London placed her hand on the head of the black dire wolf, and all three let their yowls trail off. Every person in the room sat still and quiet.
“As I was saying,” London continued. Her voice was still strong, but there was a tiny smile at the corners of her mouth. “Amaris left the Tribunal, along with her brother Lazar, because they wished to escape their father's abuse, and to learn the ways of the otherkin. Then Amaris was kidnapped by Ximon, or so we thought . . .”
And so London told the story of how we'd figured out that Ximon really was possessed by a creature from Othersphere, how Morfael had opened up a window to that world, how I'd commanded the storm, and how the calling abilities of Lazar and Caleb had allowed us to track Amaris to her prison, and to defeat the deadly creatures who tried to kill us.
“You would've loved it there,” I muttered to November, who was listening with an expression that managed to combine severe irritation and wonder. “London's wolf form was as big as pony, which means your rat form would be . . .”
“. . . huge.” November's irritation increased, but her eyes were full of longing. “Oh, man, that would've been cool.”
“We missed you,” I whispered. “And we could've used your unique brand of encouragement, let me tell you.”
“Oh, shut up,” she snapped, but quietly, as London continued to talk. “You can't win me back with your feeble attempts at flattery.”
“And I can't believe you weren't there to witness London and Amaris holding hands,” I said.
She gaped up at me, the irritation wiped off her face. “You telling me Wolfie's finally getting laid?”
I waggled my eyebrows at her, and she snorted. “That explains why she's all alpha and in charge tonight.”
“Maybe,” I said, still keeping my voice down. “I think her friendship with you taught her a lot, too.”
She snorted again, but with less conviction. I nodded toward a tall, handsome bear-shifter couple along the wall behind Caleb. The man had familiar deep-set eyes, sharp cheekbones, and long straight black hair.

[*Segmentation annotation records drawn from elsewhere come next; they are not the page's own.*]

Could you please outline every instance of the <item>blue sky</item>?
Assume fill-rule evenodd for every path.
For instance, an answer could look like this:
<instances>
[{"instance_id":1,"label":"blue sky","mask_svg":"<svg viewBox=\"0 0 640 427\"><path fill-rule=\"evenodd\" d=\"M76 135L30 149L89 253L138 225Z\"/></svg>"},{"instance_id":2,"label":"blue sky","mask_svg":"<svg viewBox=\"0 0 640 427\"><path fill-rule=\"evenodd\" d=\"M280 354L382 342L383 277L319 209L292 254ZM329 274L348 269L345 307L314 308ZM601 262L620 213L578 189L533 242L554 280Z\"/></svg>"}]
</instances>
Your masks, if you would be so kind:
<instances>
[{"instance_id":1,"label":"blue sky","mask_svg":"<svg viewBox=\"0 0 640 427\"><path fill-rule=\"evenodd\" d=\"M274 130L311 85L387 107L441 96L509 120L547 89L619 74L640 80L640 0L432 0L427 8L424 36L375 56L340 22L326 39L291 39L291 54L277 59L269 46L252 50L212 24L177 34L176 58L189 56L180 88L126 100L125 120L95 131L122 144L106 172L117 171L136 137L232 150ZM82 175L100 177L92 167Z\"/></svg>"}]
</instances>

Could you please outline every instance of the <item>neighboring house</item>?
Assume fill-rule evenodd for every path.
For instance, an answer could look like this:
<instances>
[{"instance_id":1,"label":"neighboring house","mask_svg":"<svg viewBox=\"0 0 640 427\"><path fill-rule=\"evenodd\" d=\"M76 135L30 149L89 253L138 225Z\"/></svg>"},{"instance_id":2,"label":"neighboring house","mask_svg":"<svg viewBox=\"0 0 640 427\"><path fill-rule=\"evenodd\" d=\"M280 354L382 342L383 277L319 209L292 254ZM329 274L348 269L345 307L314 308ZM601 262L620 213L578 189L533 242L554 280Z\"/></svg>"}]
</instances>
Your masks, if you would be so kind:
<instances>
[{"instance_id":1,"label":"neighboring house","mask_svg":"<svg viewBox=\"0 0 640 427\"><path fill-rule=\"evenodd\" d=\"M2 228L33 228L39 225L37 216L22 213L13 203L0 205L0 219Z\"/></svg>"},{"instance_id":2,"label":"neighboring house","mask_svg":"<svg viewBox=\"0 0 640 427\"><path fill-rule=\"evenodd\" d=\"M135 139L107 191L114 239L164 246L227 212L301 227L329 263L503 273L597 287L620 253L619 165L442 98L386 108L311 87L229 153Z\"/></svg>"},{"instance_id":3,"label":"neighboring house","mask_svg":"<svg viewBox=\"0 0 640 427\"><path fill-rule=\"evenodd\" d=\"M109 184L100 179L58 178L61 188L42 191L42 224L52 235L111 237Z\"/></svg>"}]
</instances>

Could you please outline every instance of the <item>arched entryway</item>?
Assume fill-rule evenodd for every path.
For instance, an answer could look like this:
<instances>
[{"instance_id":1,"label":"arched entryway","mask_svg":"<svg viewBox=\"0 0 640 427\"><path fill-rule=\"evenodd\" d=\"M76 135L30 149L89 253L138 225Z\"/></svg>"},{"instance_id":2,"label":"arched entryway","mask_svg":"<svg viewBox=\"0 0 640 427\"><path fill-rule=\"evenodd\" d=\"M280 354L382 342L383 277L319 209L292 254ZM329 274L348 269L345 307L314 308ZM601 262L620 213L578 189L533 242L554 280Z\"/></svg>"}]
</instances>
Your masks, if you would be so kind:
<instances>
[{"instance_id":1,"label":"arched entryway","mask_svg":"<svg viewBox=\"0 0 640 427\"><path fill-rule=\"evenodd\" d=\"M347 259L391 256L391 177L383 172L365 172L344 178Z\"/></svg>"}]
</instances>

“Are those Siku's parents?” I asked November quietly.
“Yeah,” she answered. “His brother and sister are seated in the row beside them. Great people.”
“We'd love to meet them,” I said. “If that's okay.”
“Actually,” November hesitated, and for a moment I worried she was going to refuse. But her cheeks colored pink, and she said, “Actually, they asked to meet all of you, too. I think it might be nice for them, to talk with you guys. About him.”
“It'd be nice for us, too,” I said.
She didn't respond, listening to London talk about finding the tiger-shifters in their cells. But warmth was spreading through my chest, and I felt happier than I had in a very long time.
London was doing a great job. November even stepped up when London asked her to confirm that she'd seen Orgoli in the house on Cherry Drive. That seemed to convince a lot of people that Orgoli actually existed, and that he was indeed using the Tribunal and Ximon.